5) Fail2ban to stop attempts and big-headed bots
Blocks IPs that fail many times, especially useful for SSH.
sudo apt install -y fail2ban
sudo systemctl enable --now fail2ban
Quick setup:
# Create local override
sudo nano /etc/fail2ban/jail.local
[sshd]
enabled = true
port = ssh
logpath = %(sshd_log)s
maxretry = 5
findtime = 10m
bantime = 1h
Apply and verify:
sudo systemctl restart fail2ban
sudo fail2ban-client status sshd
Optional bonus:
- 2FA for SSH (pam_google_authenticator).
- Backups outside the server (if they encrypt you or break something, you are saved).

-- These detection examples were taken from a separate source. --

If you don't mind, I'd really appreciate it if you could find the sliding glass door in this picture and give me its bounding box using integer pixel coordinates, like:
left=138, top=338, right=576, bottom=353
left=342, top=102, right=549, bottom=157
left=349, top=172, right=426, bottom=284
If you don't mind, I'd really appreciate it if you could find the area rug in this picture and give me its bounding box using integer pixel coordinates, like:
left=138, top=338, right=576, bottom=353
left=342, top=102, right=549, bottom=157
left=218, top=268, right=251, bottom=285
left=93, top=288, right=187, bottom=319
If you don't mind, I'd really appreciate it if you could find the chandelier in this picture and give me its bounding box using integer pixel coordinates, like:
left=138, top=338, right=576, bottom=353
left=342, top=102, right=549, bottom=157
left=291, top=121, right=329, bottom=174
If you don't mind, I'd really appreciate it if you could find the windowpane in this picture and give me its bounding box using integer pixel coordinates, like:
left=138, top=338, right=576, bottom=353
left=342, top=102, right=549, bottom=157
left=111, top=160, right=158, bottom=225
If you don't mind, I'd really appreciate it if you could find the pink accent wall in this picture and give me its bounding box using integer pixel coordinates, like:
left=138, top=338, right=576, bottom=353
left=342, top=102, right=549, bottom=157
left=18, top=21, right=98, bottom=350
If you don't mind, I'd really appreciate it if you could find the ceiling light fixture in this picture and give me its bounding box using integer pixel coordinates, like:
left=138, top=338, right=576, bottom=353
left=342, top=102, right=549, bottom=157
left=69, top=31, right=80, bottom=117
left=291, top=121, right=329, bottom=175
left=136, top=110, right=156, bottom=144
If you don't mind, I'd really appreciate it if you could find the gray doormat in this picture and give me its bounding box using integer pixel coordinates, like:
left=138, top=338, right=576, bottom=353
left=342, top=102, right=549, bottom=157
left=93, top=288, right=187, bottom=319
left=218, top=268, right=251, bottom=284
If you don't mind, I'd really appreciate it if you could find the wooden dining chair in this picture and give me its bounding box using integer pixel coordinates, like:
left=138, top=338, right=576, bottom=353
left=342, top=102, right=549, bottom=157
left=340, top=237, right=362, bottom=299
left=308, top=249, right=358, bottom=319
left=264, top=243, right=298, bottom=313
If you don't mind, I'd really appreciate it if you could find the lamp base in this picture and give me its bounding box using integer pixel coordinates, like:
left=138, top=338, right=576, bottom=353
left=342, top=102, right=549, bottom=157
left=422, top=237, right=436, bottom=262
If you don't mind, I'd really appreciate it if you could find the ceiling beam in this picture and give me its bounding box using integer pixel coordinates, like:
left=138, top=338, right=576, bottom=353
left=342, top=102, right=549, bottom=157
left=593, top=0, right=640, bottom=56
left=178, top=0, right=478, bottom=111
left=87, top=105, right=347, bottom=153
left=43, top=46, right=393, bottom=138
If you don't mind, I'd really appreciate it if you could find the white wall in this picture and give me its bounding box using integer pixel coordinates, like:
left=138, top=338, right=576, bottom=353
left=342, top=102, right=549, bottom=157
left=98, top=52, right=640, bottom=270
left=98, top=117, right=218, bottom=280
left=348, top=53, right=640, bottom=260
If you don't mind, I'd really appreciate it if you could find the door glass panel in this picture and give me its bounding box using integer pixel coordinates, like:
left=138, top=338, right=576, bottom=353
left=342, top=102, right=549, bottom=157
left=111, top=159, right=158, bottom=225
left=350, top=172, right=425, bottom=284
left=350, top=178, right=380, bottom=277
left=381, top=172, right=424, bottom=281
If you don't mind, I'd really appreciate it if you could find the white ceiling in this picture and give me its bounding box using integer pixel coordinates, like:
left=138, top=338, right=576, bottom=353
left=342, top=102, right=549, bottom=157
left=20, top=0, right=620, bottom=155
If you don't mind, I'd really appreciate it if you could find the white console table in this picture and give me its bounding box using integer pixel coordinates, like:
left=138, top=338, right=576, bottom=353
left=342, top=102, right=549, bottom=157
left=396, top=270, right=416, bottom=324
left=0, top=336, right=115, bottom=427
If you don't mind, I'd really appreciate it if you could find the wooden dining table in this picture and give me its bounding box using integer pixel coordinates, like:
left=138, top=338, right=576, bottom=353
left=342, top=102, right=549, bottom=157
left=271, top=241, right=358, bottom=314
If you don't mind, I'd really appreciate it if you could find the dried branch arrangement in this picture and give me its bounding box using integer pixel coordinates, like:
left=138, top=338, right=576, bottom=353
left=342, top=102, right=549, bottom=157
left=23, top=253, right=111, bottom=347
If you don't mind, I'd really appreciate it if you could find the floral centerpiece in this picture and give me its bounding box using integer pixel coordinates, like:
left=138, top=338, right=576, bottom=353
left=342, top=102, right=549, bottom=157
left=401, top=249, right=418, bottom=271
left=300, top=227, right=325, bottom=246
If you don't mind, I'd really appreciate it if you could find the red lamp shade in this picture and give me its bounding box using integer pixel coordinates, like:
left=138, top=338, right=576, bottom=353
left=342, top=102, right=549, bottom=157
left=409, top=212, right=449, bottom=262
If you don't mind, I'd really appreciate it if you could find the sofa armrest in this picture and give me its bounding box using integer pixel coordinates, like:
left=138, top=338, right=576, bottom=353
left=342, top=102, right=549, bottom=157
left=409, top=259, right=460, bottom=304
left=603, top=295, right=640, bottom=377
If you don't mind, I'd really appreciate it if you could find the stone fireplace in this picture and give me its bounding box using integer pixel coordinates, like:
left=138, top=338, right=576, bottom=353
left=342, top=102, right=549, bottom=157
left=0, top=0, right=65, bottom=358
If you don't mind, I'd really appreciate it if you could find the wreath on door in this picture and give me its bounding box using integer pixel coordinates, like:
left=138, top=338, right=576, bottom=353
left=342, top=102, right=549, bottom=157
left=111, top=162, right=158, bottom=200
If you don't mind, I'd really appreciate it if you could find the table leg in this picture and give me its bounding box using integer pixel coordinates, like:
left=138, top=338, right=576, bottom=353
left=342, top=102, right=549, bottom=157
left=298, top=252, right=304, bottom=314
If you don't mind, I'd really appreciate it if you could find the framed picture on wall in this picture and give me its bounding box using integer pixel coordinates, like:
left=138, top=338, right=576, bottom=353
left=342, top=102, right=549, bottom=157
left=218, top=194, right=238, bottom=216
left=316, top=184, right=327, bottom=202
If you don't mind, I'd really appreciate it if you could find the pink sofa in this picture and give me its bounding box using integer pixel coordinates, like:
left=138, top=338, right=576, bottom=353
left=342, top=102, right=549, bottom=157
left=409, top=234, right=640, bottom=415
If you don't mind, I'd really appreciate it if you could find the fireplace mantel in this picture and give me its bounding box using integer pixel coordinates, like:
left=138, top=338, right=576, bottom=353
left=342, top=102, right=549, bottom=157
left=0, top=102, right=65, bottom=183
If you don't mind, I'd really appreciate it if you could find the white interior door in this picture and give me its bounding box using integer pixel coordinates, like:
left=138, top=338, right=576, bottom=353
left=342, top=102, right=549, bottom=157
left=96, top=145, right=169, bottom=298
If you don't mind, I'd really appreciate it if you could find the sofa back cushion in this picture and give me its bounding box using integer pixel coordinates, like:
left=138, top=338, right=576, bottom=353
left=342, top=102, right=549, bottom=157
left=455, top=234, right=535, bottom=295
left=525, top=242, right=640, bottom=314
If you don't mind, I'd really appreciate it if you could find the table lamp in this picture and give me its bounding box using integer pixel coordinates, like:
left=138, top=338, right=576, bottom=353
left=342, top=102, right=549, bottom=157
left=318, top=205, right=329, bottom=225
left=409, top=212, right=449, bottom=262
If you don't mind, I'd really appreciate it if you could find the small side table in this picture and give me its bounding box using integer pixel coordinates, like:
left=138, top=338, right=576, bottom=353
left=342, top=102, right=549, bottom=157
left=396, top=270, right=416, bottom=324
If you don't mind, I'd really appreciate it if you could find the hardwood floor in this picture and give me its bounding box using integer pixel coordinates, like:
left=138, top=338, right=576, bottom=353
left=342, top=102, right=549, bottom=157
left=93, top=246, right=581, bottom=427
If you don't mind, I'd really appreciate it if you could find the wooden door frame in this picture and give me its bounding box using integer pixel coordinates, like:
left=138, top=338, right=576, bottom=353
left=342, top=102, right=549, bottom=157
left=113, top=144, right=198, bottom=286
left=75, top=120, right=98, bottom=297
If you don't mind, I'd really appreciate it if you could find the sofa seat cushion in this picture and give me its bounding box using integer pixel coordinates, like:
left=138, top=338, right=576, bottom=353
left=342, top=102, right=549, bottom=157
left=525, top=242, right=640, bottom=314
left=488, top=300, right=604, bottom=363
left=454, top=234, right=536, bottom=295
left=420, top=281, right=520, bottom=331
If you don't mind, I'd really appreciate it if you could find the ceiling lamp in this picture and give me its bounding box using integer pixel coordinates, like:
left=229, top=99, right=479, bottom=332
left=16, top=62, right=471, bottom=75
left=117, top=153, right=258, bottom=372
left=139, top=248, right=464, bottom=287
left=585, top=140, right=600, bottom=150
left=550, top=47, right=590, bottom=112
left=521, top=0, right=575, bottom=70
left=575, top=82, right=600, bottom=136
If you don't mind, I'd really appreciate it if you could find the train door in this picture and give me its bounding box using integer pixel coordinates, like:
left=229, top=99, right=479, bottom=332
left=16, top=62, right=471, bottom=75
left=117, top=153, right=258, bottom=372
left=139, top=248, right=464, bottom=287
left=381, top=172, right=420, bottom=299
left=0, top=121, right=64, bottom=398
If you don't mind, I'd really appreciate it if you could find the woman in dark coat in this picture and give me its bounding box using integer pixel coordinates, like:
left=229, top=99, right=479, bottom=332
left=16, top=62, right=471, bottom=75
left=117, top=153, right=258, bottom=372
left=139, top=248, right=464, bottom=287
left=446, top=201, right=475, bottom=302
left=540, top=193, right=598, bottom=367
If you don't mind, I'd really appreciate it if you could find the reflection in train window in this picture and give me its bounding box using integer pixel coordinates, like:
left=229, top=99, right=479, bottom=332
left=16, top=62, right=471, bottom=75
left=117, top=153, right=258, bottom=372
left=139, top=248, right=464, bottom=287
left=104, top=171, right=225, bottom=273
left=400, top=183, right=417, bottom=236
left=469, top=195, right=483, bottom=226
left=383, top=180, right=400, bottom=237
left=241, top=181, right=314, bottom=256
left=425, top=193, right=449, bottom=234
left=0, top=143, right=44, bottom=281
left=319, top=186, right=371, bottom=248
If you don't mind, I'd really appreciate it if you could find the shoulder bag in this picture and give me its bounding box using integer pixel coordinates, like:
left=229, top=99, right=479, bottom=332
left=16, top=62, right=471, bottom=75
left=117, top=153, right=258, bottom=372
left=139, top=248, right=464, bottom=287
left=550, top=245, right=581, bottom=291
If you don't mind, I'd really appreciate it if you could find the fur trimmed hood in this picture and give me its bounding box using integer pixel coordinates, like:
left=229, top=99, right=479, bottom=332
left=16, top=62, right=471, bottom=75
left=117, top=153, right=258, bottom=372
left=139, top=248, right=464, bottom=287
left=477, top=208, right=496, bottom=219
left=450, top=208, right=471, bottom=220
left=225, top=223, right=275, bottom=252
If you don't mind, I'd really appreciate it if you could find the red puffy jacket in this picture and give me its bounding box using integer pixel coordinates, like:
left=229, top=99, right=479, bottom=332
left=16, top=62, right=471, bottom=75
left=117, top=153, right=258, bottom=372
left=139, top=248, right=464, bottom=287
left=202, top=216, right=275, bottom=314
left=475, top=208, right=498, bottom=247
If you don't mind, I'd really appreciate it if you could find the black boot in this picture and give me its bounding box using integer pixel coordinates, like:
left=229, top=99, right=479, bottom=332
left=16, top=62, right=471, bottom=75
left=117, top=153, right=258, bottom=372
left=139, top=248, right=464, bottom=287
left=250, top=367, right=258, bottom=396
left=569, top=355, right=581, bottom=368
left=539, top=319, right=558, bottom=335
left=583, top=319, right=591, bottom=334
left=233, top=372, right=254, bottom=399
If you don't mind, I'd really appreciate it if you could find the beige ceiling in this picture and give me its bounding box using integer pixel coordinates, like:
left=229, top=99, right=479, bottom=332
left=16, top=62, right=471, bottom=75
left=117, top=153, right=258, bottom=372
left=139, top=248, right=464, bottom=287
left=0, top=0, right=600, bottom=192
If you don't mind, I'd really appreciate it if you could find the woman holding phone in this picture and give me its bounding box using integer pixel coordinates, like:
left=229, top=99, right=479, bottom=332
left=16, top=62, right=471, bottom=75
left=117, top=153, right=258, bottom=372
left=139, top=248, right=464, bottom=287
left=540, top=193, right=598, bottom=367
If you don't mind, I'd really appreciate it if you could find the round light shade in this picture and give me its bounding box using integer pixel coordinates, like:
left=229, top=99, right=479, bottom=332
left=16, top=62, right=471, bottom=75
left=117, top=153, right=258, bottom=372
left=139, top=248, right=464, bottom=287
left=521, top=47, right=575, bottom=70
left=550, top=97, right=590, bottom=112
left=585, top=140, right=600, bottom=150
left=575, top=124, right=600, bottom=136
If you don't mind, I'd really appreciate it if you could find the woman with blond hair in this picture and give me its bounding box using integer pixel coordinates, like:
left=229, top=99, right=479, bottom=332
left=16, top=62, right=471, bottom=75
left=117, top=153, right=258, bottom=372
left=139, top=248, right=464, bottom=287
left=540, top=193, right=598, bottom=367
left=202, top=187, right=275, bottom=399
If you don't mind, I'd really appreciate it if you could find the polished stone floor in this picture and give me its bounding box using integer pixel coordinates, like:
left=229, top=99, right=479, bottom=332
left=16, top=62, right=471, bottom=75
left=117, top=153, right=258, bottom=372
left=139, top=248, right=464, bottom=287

- Basic alerts: logwatch, healthchecks for cron, and a ping if the server goes down.
Watch the step by step in the video
Closing
You don't have to be paranoid, but you do have to be disciplined. With these five things you go from “exposed” to “reasonable” in a very short time. Then you can add layers, but start here. If it helps, leave me a comment telling me what you added in your setup, and go audit your server with a mate at your side. See you in the next one.
Original article in Spanish: 5 cosas que tenés que hacer en 2026 para no dejar tu server expuesto.